Antiplatelet Treatment Does Not Affect the Kinetics of Clot Formation After TF Pathway Activation in Patients with Carotid Artery Disease. A Thromboelastography Study

Abstract number: P2197

Kostantinidis K, Gerasimidis T

Background:  Antiplatelet treatment is the cornerstone of secondary antithrombotic prophylaxis. Platelet adhesion is one of the first steps of thrombogenesis. Tissue factor (blood-born or at the ruptured atheromatic plaque) is the major trigger for thrombin generation, which results in platelet activation and thrombus formation. Thrombin activated platelets contribute to the amplification of thrombin generation and clot growth.

Aim:  We investigated the influence of antiplatelet treatment on the dynamics of clot formation in whole blood (WB) after TF-pathway activation using a WB-TF-Thromboelastography (WB-TF-TEG) assay, as previously described (Gerotziafas et al., Thromb Haemost 2004;92:1296–302).

Patients and methods:  Citrated WB was collected from 20 patients with carotid artery disease, treated with antiplatelet agents (aspirin and/or clopidogrel) and from 20 normal subjects. The WB-TF-TEG was performed within 30–90 minutes after blood sampling on a computerized thromboelastograph ROTEM^® (PENTAPHARM, Munich, Germany). Coagulation was triggered by addition of CaCl₂ (0.2 mM) and rTF (Innovin Dade Behring, Germany) diluted 1/8000 in plasma. Four parameters were analyzed: Clotting Time (CT); Clot Formation Time (CFT), time required to reach a fixed level (20 mm) of clot firmness; alpha angle (a) reflecting clot development kinetics, and Maximum Clot Firmness (MCF).

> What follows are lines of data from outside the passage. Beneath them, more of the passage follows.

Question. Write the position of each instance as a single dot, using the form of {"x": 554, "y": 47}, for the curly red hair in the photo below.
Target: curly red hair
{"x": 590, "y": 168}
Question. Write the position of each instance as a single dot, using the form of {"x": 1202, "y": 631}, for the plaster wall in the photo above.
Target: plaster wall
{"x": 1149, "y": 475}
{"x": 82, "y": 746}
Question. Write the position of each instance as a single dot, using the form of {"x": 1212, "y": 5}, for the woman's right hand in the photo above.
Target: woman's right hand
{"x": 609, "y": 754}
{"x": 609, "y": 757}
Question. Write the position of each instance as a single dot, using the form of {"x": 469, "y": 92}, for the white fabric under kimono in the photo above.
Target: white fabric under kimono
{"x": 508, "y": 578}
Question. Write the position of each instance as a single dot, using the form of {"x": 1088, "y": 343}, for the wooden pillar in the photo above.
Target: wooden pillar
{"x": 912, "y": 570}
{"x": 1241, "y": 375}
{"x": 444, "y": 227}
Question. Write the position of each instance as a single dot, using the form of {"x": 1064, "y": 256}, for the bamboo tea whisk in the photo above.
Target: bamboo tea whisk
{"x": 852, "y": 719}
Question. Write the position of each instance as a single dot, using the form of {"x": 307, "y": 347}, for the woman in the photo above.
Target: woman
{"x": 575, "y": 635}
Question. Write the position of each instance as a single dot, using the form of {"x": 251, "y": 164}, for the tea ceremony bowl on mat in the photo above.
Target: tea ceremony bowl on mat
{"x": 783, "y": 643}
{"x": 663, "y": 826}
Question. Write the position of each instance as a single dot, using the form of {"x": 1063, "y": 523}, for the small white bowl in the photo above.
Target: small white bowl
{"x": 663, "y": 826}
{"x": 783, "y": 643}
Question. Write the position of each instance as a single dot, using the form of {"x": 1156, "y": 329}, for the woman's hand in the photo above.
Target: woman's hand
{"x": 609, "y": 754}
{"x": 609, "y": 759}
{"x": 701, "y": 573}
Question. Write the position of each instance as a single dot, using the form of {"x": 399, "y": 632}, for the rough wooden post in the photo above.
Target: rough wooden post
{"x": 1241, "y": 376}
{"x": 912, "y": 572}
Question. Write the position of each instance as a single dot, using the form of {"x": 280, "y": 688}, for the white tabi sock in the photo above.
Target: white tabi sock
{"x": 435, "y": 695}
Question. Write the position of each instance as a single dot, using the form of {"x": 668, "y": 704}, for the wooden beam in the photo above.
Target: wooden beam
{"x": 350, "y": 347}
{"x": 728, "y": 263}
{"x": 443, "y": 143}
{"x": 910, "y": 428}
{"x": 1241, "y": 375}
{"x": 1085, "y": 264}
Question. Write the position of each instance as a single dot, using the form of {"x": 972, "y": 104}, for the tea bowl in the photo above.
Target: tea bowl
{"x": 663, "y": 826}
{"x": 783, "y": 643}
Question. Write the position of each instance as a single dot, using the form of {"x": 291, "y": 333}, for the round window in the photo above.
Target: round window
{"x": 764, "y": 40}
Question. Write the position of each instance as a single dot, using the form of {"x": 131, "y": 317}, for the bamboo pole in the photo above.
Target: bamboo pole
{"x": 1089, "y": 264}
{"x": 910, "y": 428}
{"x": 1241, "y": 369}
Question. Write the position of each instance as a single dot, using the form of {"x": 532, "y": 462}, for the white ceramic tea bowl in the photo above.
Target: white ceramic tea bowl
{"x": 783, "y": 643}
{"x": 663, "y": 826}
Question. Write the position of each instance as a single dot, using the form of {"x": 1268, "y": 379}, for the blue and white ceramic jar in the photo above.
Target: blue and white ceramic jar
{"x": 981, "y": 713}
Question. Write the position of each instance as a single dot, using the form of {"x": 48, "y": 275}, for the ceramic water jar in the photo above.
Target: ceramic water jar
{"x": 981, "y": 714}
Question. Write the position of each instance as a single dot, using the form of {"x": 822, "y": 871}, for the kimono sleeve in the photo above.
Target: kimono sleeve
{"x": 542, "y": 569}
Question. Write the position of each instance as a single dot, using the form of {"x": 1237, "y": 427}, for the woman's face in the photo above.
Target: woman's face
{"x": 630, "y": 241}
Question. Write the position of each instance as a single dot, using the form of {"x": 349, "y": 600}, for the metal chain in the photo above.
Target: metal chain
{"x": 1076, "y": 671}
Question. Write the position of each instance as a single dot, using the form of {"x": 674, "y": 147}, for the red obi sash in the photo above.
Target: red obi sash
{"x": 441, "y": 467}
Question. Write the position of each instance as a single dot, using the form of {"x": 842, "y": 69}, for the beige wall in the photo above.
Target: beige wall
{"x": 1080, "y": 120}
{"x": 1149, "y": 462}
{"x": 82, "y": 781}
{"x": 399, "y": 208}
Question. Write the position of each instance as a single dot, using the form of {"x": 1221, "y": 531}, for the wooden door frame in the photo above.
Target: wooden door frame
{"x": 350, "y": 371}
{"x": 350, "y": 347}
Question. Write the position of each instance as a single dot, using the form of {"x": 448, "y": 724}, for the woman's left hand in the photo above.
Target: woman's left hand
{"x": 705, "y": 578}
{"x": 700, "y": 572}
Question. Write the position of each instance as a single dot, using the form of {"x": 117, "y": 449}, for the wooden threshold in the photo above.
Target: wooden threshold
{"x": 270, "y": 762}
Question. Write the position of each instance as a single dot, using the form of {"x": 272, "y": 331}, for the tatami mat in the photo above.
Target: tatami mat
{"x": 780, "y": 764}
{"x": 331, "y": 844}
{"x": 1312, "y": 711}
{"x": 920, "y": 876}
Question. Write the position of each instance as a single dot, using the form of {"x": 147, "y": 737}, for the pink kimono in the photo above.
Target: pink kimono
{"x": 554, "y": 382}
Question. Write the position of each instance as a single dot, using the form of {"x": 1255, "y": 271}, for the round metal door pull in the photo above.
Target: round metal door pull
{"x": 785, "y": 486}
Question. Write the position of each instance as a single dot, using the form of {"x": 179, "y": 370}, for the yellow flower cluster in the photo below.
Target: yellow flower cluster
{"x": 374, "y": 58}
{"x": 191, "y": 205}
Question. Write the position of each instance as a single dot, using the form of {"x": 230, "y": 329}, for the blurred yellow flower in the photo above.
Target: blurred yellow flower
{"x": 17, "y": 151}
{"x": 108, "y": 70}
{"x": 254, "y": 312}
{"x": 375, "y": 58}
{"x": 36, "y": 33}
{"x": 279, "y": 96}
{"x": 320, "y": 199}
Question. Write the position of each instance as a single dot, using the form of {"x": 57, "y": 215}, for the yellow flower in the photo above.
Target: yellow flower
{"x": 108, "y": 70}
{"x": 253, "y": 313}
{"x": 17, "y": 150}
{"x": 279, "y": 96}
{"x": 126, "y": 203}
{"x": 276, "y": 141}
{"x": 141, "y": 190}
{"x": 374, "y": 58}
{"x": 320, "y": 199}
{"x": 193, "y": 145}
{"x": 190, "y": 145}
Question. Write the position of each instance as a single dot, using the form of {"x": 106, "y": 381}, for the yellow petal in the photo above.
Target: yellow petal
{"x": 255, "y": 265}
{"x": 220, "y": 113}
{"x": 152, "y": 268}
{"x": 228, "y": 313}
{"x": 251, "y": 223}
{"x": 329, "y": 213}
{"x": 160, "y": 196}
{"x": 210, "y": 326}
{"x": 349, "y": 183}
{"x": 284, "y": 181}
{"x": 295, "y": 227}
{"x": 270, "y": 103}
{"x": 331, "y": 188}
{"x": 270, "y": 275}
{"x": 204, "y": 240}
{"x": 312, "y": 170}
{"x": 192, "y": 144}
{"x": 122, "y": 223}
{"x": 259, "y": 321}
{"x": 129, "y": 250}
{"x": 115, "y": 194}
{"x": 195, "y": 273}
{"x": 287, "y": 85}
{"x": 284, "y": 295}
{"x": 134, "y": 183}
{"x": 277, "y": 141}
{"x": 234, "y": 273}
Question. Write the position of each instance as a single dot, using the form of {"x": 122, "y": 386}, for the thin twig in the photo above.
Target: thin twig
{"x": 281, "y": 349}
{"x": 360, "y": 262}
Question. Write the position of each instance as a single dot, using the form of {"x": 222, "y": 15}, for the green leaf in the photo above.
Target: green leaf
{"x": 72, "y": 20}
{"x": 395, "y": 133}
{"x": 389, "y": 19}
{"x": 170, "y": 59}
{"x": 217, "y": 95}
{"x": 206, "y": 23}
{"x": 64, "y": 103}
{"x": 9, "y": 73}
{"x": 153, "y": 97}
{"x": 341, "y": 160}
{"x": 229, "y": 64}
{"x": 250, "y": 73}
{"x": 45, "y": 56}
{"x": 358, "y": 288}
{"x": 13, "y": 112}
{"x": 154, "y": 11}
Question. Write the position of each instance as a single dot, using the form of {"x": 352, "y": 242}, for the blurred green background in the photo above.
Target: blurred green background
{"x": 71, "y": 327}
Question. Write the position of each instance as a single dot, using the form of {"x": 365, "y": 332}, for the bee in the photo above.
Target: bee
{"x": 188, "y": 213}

Results:  Antiplatelet treatment did not modify the WB-TF-TEG profile as compared to the control group. Control (n= 20): CT: 309 ± 48, CFT: 89 ± 16, a-angle: 73 ± 3, MCF: 69 ± 10. Baseline patients: CT: 282 ± 52, CFT: 89 ± 25, a-angle: 72 ± 4, MCF: 66 ± 5 (In all cases control vs baseline P > 0.05).

Conclusion:  These data indicate that when thrombin generation is triggered by TF pathway activation in WB, the antiplatelet treatment does not modify the kinetics of thrombus formation neither its physical characteristics. Probably the inhibition of platelet ADP and/or arachidonic acid pathways is not sufficient to modify the kinetics of clot formation and its physical characteristics when thrombin is generated. The physiological relevance of this observation is studied.